Do you remember your proclaimed childhood profession? One day I’m gonna be… For me, it was often a veterinarian or wildlife photographer. I didn’t realize being a creative entrepreneur or life coach was an option at the time. An artist whose name I don’t recall has a song lyric that says, The further you look, the further you see.

I’ve been afraid of my gender identity most of my life. It feels strange to admit this, but it is true. I grew up with three brothers and wasn’t so excited about the idea of being a girl. At this crisis moment, I repainted my Sweet Pea pink room a Fern green. A midwife once showed me pictures of a woman giving birth. I was so afraid of my body after that. In high school, I was diagnosed with Polycystic Ovarian Syndrome (PCOS). The elevated testosterone in my system perhaps was the answer to my wish to not become a woman. A huge piece of my healing story has meant welcoming back my cisgender identity while also embracing my vibrant queer nature. It's been a journey learning to sway my hips with joy and trust the incredible power of my feminine energy. I’ve been moving back into my womb space for years…the healing taking time. Each time I say my she/her pronouns is a reminder of this healing. Some people may never see this part of my story. They may never know. I needed you to know.

My favorite kitchen get-funky song as a child was Montell Jordan’s This Is How We Do It. Oh, how my feet would move. My work now is to bring that bad-ass child I knew myself to be onto the dance floor of my adult life and let her do her thing. Full on.

I had a heart crisis when I was in 3rd grade. Somehow I believed that I was different from other real children because I had a machine heart. We were taking each other’s pulses after exercise class one day. I was mortified my partner would find out. Perhaps my work has always been to find the real heart of my humanity, in our humanity.

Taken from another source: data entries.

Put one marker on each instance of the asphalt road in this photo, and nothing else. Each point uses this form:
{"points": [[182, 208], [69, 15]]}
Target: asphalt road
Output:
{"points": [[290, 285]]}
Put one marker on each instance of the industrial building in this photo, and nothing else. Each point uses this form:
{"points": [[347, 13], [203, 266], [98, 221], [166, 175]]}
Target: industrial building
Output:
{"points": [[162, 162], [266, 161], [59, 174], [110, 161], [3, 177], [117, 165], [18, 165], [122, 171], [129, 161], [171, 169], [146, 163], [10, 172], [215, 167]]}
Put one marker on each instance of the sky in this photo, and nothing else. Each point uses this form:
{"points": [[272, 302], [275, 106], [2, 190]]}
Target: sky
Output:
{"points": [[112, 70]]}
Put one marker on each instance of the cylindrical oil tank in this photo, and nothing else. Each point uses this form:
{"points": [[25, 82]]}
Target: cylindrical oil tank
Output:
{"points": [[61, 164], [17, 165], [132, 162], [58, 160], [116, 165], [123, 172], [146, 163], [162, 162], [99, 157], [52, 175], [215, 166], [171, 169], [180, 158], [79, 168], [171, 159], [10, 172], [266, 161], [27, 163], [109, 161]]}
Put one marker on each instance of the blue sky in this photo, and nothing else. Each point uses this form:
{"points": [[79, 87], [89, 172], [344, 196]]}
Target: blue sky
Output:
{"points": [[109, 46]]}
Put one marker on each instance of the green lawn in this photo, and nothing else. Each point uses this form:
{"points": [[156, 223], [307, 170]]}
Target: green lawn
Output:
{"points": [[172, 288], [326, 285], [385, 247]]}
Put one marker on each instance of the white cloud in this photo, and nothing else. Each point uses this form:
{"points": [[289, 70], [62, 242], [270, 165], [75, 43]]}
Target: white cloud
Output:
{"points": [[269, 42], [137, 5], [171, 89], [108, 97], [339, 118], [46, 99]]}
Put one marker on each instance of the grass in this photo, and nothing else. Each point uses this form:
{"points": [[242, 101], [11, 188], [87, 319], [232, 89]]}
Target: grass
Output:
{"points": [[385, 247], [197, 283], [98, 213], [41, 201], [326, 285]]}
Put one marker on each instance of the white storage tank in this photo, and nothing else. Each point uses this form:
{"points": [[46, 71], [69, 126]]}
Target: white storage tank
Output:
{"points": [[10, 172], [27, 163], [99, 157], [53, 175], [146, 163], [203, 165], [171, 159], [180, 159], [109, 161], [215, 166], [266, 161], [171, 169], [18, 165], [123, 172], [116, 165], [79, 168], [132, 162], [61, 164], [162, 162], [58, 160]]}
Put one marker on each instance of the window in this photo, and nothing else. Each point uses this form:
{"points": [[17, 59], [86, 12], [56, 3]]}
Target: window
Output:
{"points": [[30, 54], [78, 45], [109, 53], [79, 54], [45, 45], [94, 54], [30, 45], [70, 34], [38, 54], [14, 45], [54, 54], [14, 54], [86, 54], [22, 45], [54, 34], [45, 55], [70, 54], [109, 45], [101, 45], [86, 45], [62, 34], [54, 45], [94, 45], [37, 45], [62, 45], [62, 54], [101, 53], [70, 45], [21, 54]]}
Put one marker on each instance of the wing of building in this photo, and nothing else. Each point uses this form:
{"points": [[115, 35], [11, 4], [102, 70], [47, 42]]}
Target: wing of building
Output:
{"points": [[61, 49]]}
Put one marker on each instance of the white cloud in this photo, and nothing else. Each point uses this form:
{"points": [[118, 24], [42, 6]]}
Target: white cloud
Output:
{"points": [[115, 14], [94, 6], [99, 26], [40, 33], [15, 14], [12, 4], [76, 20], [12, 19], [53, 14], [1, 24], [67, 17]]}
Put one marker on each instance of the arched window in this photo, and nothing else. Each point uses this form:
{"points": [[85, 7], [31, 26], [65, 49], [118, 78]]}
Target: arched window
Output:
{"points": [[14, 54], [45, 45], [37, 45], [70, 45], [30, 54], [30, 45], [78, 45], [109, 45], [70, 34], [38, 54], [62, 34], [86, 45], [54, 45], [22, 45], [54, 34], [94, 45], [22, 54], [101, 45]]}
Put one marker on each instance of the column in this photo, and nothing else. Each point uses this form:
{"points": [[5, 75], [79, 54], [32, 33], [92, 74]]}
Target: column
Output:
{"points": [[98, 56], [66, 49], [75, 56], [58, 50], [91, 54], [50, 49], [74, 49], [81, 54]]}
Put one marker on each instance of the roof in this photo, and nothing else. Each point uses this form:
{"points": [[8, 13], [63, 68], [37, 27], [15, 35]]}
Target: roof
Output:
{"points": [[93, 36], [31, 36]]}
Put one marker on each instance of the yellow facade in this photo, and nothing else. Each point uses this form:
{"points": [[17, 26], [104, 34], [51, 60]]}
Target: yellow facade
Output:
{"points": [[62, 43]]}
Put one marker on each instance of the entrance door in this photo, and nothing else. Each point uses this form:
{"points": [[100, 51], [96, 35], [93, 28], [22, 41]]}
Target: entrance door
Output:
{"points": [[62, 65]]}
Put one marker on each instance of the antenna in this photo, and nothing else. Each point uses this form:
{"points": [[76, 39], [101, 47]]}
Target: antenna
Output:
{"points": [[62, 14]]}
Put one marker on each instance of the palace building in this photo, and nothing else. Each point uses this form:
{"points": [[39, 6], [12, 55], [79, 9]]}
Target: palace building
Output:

It was a season of depression. Luckily I was stewarding my family’s 5-acre home. This made it easy to discover that removing invasive plants, mulching fruit trees, and collecting acorns was the best broken heart medicine for me. I had recently read that soaproot (Chlorogalum grandiflorum) bloomed at night. Perhaps I too could bloom in this dark time? I held to the threads of hope I could find. At sunset one night I squatted next to a community of soaproot. The light dimmed with her usual grace. 10. 20. 30 minutes. Sure enough, one by one, the tension of the white tepals grew to my wit’s end, and then- pop- all at once the flower opened. Hope, I thought. I too will be pollinated in the night.

Two years ago I found a free rocking chair on the side of the dusky curb just a block from my house at the time. A no-brainer, it now sits in front of my wood stove in my rural country home. I will read countless books in that chair. Soft worn cushion. Rocking away.